Sailor owes its existence to the open-source community. It is crafted by continually pre-training from language models like the remarkable Qwen 1.5 models, which already has a great performance on SEA languages. The pre-training corpus heavily leverages the publicly available corpus, including SlimPajama, SkyPile, CC100 and MADLAD-400.
By employing aggressive data deduplication and careful data cleaning on the collected corpus, we have attained a high-quality dataset spanning various languages. Through systematic experiments to determine the weights of different languages, Sailor models undergo training from 200B to 400B tokens, tailored to different model sizes. The approach boosts their performance on SEA languages while maintaining proficiency in English and Chinese without significant compromise. Finally, we continually pre-train the Qwen1.5-0.5B model with 400 Billion tokens, and other models with 200 Billion tokens to obtain the Sailor models.
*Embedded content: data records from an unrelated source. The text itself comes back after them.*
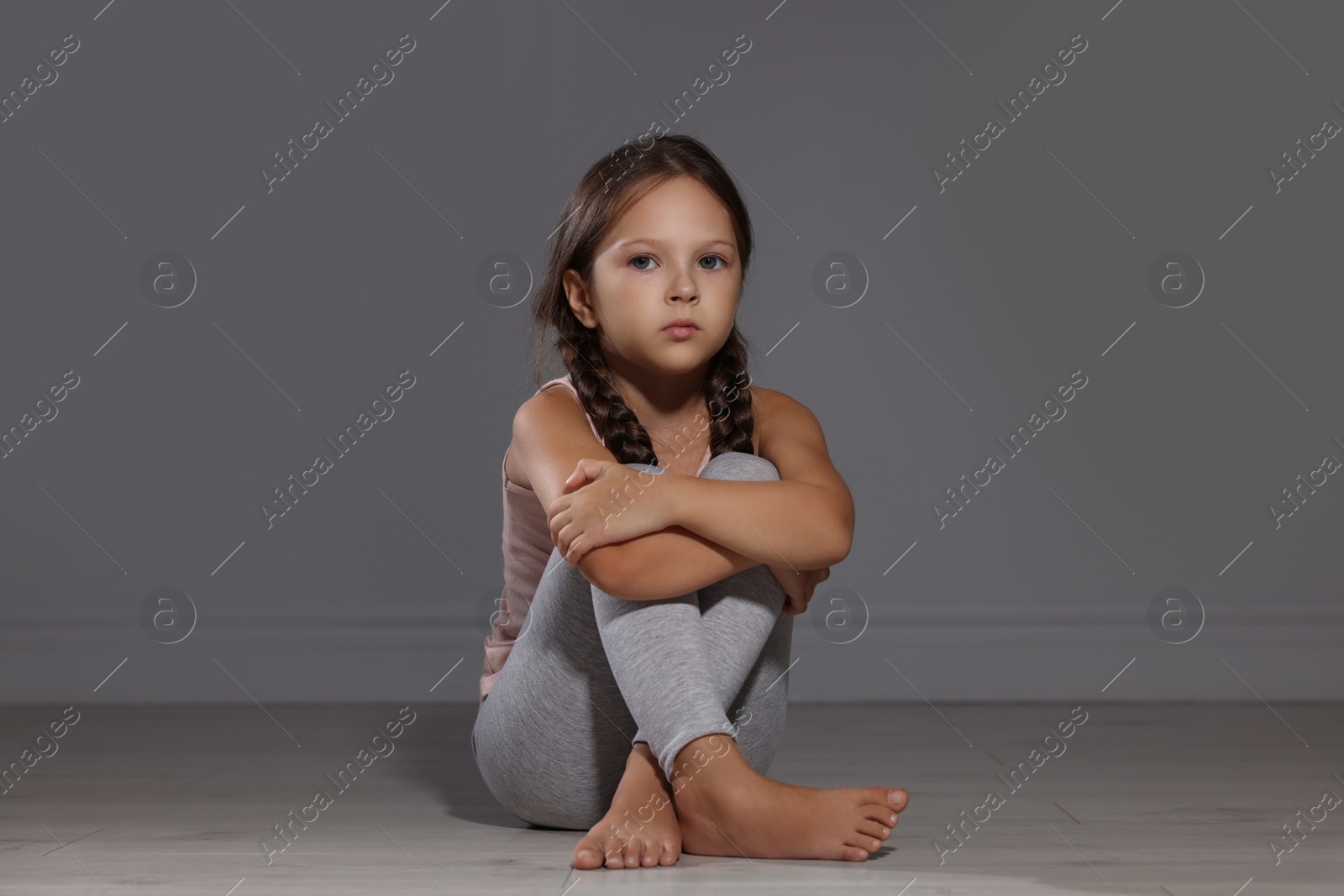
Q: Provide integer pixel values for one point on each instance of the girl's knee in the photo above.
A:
(739, 465)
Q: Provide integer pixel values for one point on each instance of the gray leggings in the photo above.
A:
(591, 674)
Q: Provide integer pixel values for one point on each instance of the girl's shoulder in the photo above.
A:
(780, 418)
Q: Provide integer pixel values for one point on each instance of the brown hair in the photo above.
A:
(601, 195)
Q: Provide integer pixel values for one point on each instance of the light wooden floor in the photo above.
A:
(1173, 799)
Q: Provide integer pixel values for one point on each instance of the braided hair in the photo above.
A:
(611, 186)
For most of the models, we use 200 billion tokens, with the effective tokens for each language as shown below. For models utilizing 400 billion tokens, they are doubled accordingly.
Language |
Tokens (Billion) |
Indonesian (id) |
51.56 |
Malay (ms) |
7.91 |
Thai (th) |
38.24 |
Vietnamese (vi) |
41.50 |
Lao (lo) |
0.34 |
English (en) |
37.2 |
Chinese (zh) |
22.64 |